Yaitu, dengan duduknya Megawati Soekarnoputri sebagai presiden. Posisi ini bahkan sebenarnya telah dicapai di akhir 1999 lalu, jika saja saat pemilihan presiden tidak keluar fatwa yang menolak presiden wanita dan elite politik lainnya mengerti demokrasi dengan benar. Betapa tidak. PDI-P yang dipimpinnya dengan gemilang berhasil tampil sebagai partai dengan perolehan kursi terbesar dalam Pemilu bulan Juni 1999 dengan mengantongi sekitar 34% kursi di DPR.
Lebih penting lagi, Megawati sendiri diakui pernah mengalami represi begitu kejam dari Orde Baru dan sebagai tokoh utama dalam gerakan perlawanan terhadap dekade akhir rezim Soeharto ini. Dengan duduknya Megawati pada puncak kekuasaan, pada fase ini terlihat bahwa perempuan Indonesia telah berada pada puncak piramida perjuangannya. Setelah tahap perjuangan lewat pendidikan, kemudian pendidikan itu menumbuhkan kesadaran akan berbagai hal, perempuan Indonesia setahap demi setahap makin menunjukkan suara, eksistensi dan keberadaannya yang bisa disejajarkan dengan laki-laki.
***
Memprediksi gerakan perempuan Indonesia masa depan, sesungguhnya bisa dilihat dari apa yang dilakukan Megawati, untuk bisa mewakili suara dan kepentingan perempuan serta perhatiannya terhadap pemberdayaan perempuan.
Sebab jika tidak, Megawati tidak lebih dari sekadar simbol dari kekuasaan yang masih didominasi laki-laki, yang berada di sekelilingnya. Jika ini benar terjadi, tidak menggunakan kesempatan sebagai perempuan untuk memperjuangkan perempuan, hal itu merupakan antiklimaks gerakan perempuan. Sebaliknya, jika kepresidenan Megawati merupakan titik awal makin berperannya perempuan, untuk melihat salah satu probabilitas perempuan Indonesia masa depan lihatlah film lama berjudul ”Disclosure”.
Film yang dibintangi Demi Moore sebagai Meredith Johnson dan Michael Douglas sebagai Tom Sander, bercerita tentang kemajuan zaman yang pesat. Perempuan sudah sangat educated, bahkan sudah berdiri sejajar dengan pria. Sehingga, sah-sah saja jika ada perempuan yang ambisius dan rela melakukan apa saja demi mencapai tujuannya.
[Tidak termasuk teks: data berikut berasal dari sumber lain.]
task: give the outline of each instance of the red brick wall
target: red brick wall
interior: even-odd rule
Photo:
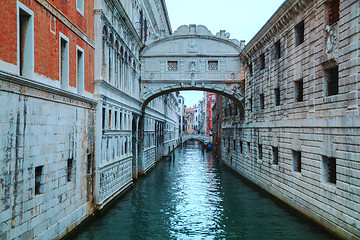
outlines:
[[[85,91],[93,92],[94,49],[71,29],[56,19],[55,34],[50,31],[52,14],[35,0],[20,0],[34,12],[34,62],[35,73],[59,81],[59,32],[69,38],[69,83],[76,87],[76,45],[84,49]],[[76,10],[76,1],[49,0],[90,39],[94,39],[93,1],[84,1],[84,17]],[[17,64],[17,9],[16,0],[2,3],[5,11],[0,14],[0,59]]]

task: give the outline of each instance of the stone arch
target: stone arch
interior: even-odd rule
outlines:
[[[201,85],[201,86],[169,85],[169,86],[165,86],[160,89],[149,91],[146,95],[144,95],[144,98],[142,99],[142,109],[144,110],[146,108],[147,104],[157,97],[160,97],[162,95],[165,95],[165,94],[168,94],[171,92],[177,92],[177,91],[183,91],[183,90],[207,91],[207,92],[213,92],[213,93],[217,93],[222,96],[225,96],[225,97],[231,99],[234,102],[234,104],[239,108],[241,118],[244,117],[245,103],[244,103],[244,97],[242,94],[234,93],[228,89],[219,88],[219,87],[216,87],[213,85],[205,85],[205,84]]]

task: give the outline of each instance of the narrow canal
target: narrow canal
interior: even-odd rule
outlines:
[[[69,239],[332,239],[202,154],[198,142],[175,156]]]

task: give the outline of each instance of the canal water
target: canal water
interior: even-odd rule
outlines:
[[[332,239],[202,153],[175,150],[69,239]]]

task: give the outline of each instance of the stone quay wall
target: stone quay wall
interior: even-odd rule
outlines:
[[[358,239],[360,6],[340,1],[331,22],[330,2],[286,1],[245,46],[245,116],[224,101],[222,160],[333,234]]]

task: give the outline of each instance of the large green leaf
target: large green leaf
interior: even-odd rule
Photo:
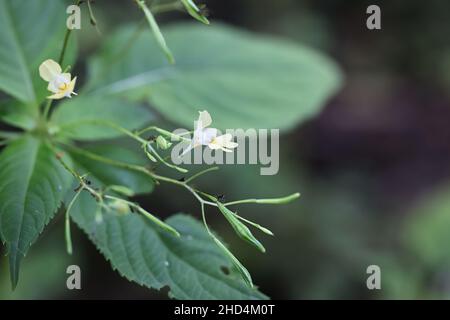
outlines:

Termasuk di dalamnya, penggunaan kekuasaan Meredith (sebagai atasan) untuk memenuhi nafsunya terhadap Tom (sebagai bawahan).
Meredith, pada kasus pelecehan seksual tersebut, menggunakan ”keberuntungannya” sebagai perempuan. Sebab, yang selama ini terdengar, kaum perempuanlah yang sering jadi korban pelecehan. Tak ada orang yang akan percaya kalau lelaki jadi korban pelecehan seksual.Fenomena film ini sungguh menarik Setelah perempuan sampai pada puncak paramida perjuangannya—alami atau paksaan, maka terjadilah kesejajaran total antara pria dan perempuan.
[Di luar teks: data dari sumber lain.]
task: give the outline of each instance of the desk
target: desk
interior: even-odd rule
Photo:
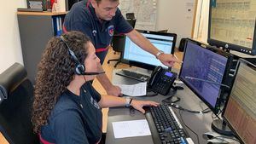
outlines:
[[[113,84],[134,84],[138,83],[136,80],[126,78],[125,77],[118,76],[115,74],[116,72],[119,70],[114,70],[113,72]],[[195,111],[201,111],[207,108],[207,107],[200,101],[200,99],[185,85],[183,85],[183,90],[178,90],[175,95],[181,98],[181,101],[177,102],[179,106],[184,108]],[[166,99],[170,95],[163,96],[158,95],[153,97],[136,97],[137,100],[150,100],[160,102],[163,99]],[[177,117],[180,119],[178,110],[172,108],[176,112]],[[195,114],[186,112],[183,112],[183,119],[184,123],[192,129],[195,132],[198,134],[199,141],[201,144],[207,143],[202,138],[202,134],[211,130],[211,124],[212,121],[212,112],[205,114]],[[145,116],[136,111],[134,114],[130,113],[129,108],[124,107],[114,107],[109,108],[108,112],[108,130],[106,144],[138,144],[138,143],[147,143],[153,144],[153,140],[151,135],[148,136],[138,136],[138,137],[130,137],[115,139],[113,132],[113,122],[125,121],[125,120],[136,120],[136,119],[145,119]],[[180,123],[181,120],[180,120]],[[187,129],[183,124],[183,127],[189,133],[189,136],[194,141],[194,143],[198,143],[196,135],[192,133],[189,129]]]

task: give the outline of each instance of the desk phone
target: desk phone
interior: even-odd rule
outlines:
[[[164,69],[162,66],[157,66],[151,74],[148,88],[154,92],[166,95],[176,78],[177,73]]]

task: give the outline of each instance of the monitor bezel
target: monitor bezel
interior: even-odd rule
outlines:
[[[240,68],[239,66],[241,65],[241,63],[244,63],[244,64],[246,64],[247,66],[249,66],[250,67],[253,67],[253,69],[255,69],[255,71],[256,71],[256,65],[253,64],[252,62],[250,62],[250,61],[248,61],[248,60],[244,60],[244,59],[240,58],[240,59],[238,60],[238,69],[237,69],[237,72],[238,72],[238,70],[239,70],[239,68]],[[236,75],[235,80],[236,80]],[[235,82],[235,80],[234,80],[234,82]],[[232,89],[233,89],[233,88],[232,88]],[[229,95],[228,97],[227,97],[227,101],[225,102],[224,110],[223,110],[224,112],[223,112],[223,114],[222,114],[222,118],[223,118],[224,121],[229,125],[229,128],[230,128],[230,129],[233,131],[233,133],[236,135],[236,137],[238,138],[241,141],[243,142],[242,139],[239,136],[239,135],[236,133],[236,131],[235,130],[235,129],[231,126],[230,123],[228,121],[228,119],[227,119],[226,117],[225,117],[225,110],[226,110],[226,107],[227,107],[229,100],[230,100],[230,95]]]
[[[185,58],[186,48],[187,48],[188,42],[193,43],[201,47],[202,49],[206,49],[207,50],[210,50],[213,53],[218,54],[218,55],[227,58],[227,63],[226,63],[226,66],[225,66],[225,70],[224,70],[224,74],[221,84],[230,86],[229,84],[226,84],[226,79],[229,78],[229,72],[230,72],[230,70],[231,66],[232,66],[232,60],[234,59],[234,55],[232,54],[227,53],[227,52],[225,52],[224,50],[221,50],[219,49],[216,49],[214,47],[211,47],[211,46],[206,45],[204,43],[201,43],[200,42],[197,42],[197,41],[188,38],[186,40],[186,43],[185,43],[183,61],[184,60],[184,58]],[[185,78],[181,77],[180,74],[182,73],[183,66],[183,64],[182,64],[181,68],[180,68],[179,76],[178,76],[179,79],[181,81],[183,81],[186,84],[186,86],[189,87],[189,89],[191,89],[191,91],[193,91],[193,93],[197,95],[197,97],[200,98],[212,111],[213,113],[218,114],[219,110],[220,110],[220,106],[221,106],[222,102],[224,102],[224,96],[225,96],[224,95],[224,93],[226,92],[227,88],[224,88],[224,87],[222,87],[222,86],[220,87],[220,90],[219,90],[219,93],[218,93],[218,97],[217,99],[215,107],[212,107],[208,101],[207,101],[203,98],[203,96],[201,96],[201,95],[199,93],[197,93],[191,86],[189,86],[189,84],[187,83]]]
[[[175,44],[176,44],[176,40],[177,40],[177,34],[176,33],[164,33],[164,32],[153,32],[153,31],[145,31],[145,30],[137,30],[138,32],[140,33],[146,33],[146,34],[155,34],[155,35],[160,35],[160,36],[169,36],[169,37],[173,37],[173,41],[172,41],[172,48],[171,50],[171,54],[174,54],[174,49],[175,49]],[[126,36],[125,37],[125,41],[126,41]],[[125,48],[124,48],[124,51],[125,51]],[[123,52],[121,54],[121,62],[130,65],[130,66],[135,66],[137,67],[141,67],[141,68],[144,68],[144,69],[148,69],[148,70],[154,70],[156,66],[154,65],[149,65],[149,64],[146,64],[146,63],[143,63],[143,62],[138,62],[138,61],[133,61],[131,60],[127,60],[127,59],[124,59],[124,54],[125,52]],[[169,67],[169,69],[171,69]]]
[[[235,50],[235,51],[241,52],[241,53],[244,53],[244,54],[255,55],[256,55],[256,20],[255,20],[255,25],[254,25],[254,33],[253,33],[253,39],[252,48],[243,47],[243,46],[241,46],[241,45],[233,44],[233,43],[230,43],[213,39],[213,38],[211,37],[212,5],[212,2],[210,1],[207,43],[210,45],[216,46],[218,48],[221,47],[221,48],[228,49],[228,50]]]

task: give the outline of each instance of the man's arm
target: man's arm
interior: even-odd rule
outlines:
[[[177,61],[172,55],[159,53],[160,50],[136,30],[132,30],[131,32],[126,33],[126,36],[128,36],[130,39],[131,39],[131,41],[137,44],[140,48],[155,55],[157,59],[167,66],[172,66],[174,62],[180,62]]]

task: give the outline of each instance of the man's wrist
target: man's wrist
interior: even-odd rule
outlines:
[[[160,56],[160,55],[162,55],[162,54],[165,54],[165,53],[164,53],[162,50],[160,50],[159,52],[156,53],[155,58],[156,58],[156,59],[159,59],[159,56]]]

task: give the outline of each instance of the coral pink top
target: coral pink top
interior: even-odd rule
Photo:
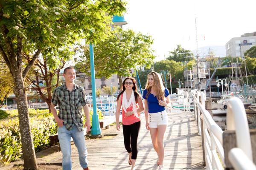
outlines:
[[[121,103],[122,102],[122,94],[121,95]],[[138,105],[136,105],[136,107],[138,108]],[[133,106],[132,103],[131,104],[130,107],[126,109],[126,112],[128,111],[132,111]],[[122,123],[123,125],[130,125],[134,123],[136,123],[140,121],[140,114],[138,114],[138,117],[136,116],[135,115],[133,114],[131,115],[127,116],[125,115],[125,112],[124,109],[122,108]]]

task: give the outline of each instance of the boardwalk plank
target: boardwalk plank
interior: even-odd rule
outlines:
[[[166,170],[203,170],[201,136],[198,135],[193,113],[169,113],[169,125],[165,136]],[[145,117],[138,139],[137,170],[156,170],[157,155],[154,151],[149,131],[145,126]],[[122,129],[122,128],[121,128]],[[89,167],[92,170],[130,170],[128,153],[125,149],[122,130],[113,139],[95,140],[87,145]],[[72,153],[72,159],[79,162],[78,153]],[[81,170],[79,164],[74,170]]]

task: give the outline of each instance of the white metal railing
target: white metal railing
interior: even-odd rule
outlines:
[[[87,102],[89,108],[92,109],[92,100],[88,100]],[[102,114],[104,116],[113,116],[115,114],[116,102],[113,96],[107,100],[104,98],[98,99],[96,105],[97,108],[101,110]]]
[[[46,102],[28,103],[28,107],[31,109],[38,109],[41,108],[48,108],[48,105]],[[9,105],[4,107],[6,110],[14,110],[17,109],[17,105]]]
[[[93,105],[92,100],[88,100],[87,102],[89,108],[92,109]],[[97,108],[102,110],[103,115],[113,116],[116,113],[116,102],[113,96],[109,97],[107,99],[105,98],[98,99],[96,105]],[[48,108],[48,106],[46,102],[35,103],[28,103],[28,107],[32,109]],[[4,108],[10,110],[17,109],[17,105],[9,105]]]
[[[199,102],[201,97],[201,103]],[[205,163],[207,170],[221,170],[225,162],[222,135],[223,131],[212,119],[209,112],[205,109],[206,94],[197,92],[193,96],[195,119],[197,120],[198,134],[202,132],[204,136]],[[201,113],[200,115],[200,112]],[[202,119],[203,129],[201,129]],[[248,169],[248,165],[253,165],[250,169],[256,170],[252,162],[252,153],[249,128],[245,111],[241,101],[234,98],[228,102],[227,119],[227,129],[236,130],[238,148],[233,148],[229,153],[229,159],[235,169]],[[240,154],[240,153],[243,154]],[[241,156],[245,155],[243,159]],[[244,158],[249,158],[244,162]]]

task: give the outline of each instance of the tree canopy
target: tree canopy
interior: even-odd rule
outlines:
[[[169,52],[167,60],[176,62],[190,61],[193,59],[192,57],[189,57],[191,56],[193,56],[193,54],[190,50],[185,50],[181,47],[181,45],[178,45],[177,48],[175,48],[173,51]]]
[[[109,95],[112,96],[117,90],[116,86],[103,86],[103,91]]]
[[[104,39],[111,17],[125,11],[125,4],[122,0],[0,1],[0,54],[14,81],[24,169],[38,168],[24,84],[29,71],[44,50],[71,46],[80,38],[92,42]]]
[[[256,45],[251,47],[244,53],[245,56],[250,57],[251,58],[256,58]]]
[[[131,30],[116,28],[106,40],[99,41],[94,48],[96,76],[110,77],[113,74],[127,76],[137,66],[150,67],[155,57],[151,36],[136,33]],[[90,74],[89,49],[84,47],[84,55],[77,60],[76,68]]]

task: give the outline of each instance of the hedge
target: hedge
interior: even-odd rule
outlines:
[[[49,110],[29,109],[29,122],[35,152],[49,147],[49,136],[57,132],[58,126]],[[0,121],[0,162],[4,164],[22,157],[19,121],[16,110],[8,110],[10,117]],[[97,110],[99,119],[103,116]],[[91,125],[93,111],[90,110]],[[85,121],[85,119],[83,121]]]

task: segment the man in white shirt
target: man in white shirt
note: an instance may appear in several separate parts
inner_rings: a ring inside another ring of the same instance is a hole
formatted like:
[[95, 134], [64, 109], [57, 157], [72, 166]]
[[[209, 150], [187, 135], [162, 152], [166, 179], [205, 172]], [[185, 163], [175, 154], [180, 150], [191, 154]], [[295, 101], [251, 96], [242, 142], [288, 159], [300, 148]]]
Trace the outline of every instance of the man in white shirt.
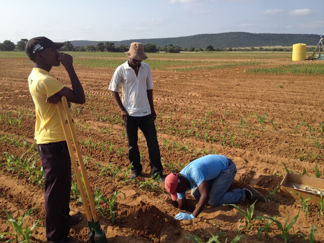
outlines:
[[[153, 82], [149, 66], [142, 61], [147, 59], [141, 43], [133, 43], [130, 50], [125, 53], [130, 59], [118, 66], [110, 81], [111, 90], [120, 109], [125, 124], [128, 156], [132, 163], [131, 179], [142, 174], [140, 152], [137, 144], [138, 131], [143, 132], [148, 148], [151, 175], [157, 173], [158, 182], [164, 183], [163, 168], [154, 121], [156, 113], [153, 104]], [[122, 100], [118, 92], [122, 84]]]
Pada satu sisi, terciptanya konsep kesejajaran total ini jelas memberi keuntungan tersendiri. Namun pada sisi lain, tak dapat dielakkan, hal itu akan menimbulkan ketakutan—terutama bagi kaum lelaki. Akankah perempuan fair dengan konsep kesejajaran itu? Sebab sudah telanjur beredar stereotype di masyarakat tentang apa-apa yang sudah terlalu sering dilakukan laki-laki dengan superioritasnya terhadap perempuan, dibanding superioritas perempuan terhadap lelaki.
Meski film ini mungkin merupakan pengecualian perjuangan Kartini, yang menyalahgunakan keperempuanannya untuk mencapai tujuan, cepat atau lambat fenomena seperti ini akan hadir di sekitar kita.Bahkan, bisa jadi telah hadir karena begitu banyak pula kasus yang mengisyaratkan adanya kekerasan terhadap laki-laki yang dilakukan perempuan. Kalau hal itu benar terjadi, agaknya bukan sebuah kemustahilan pula jika suatu saat akan ada fenomena memperjuangkan hak-hak lelaki. Siapa tahu?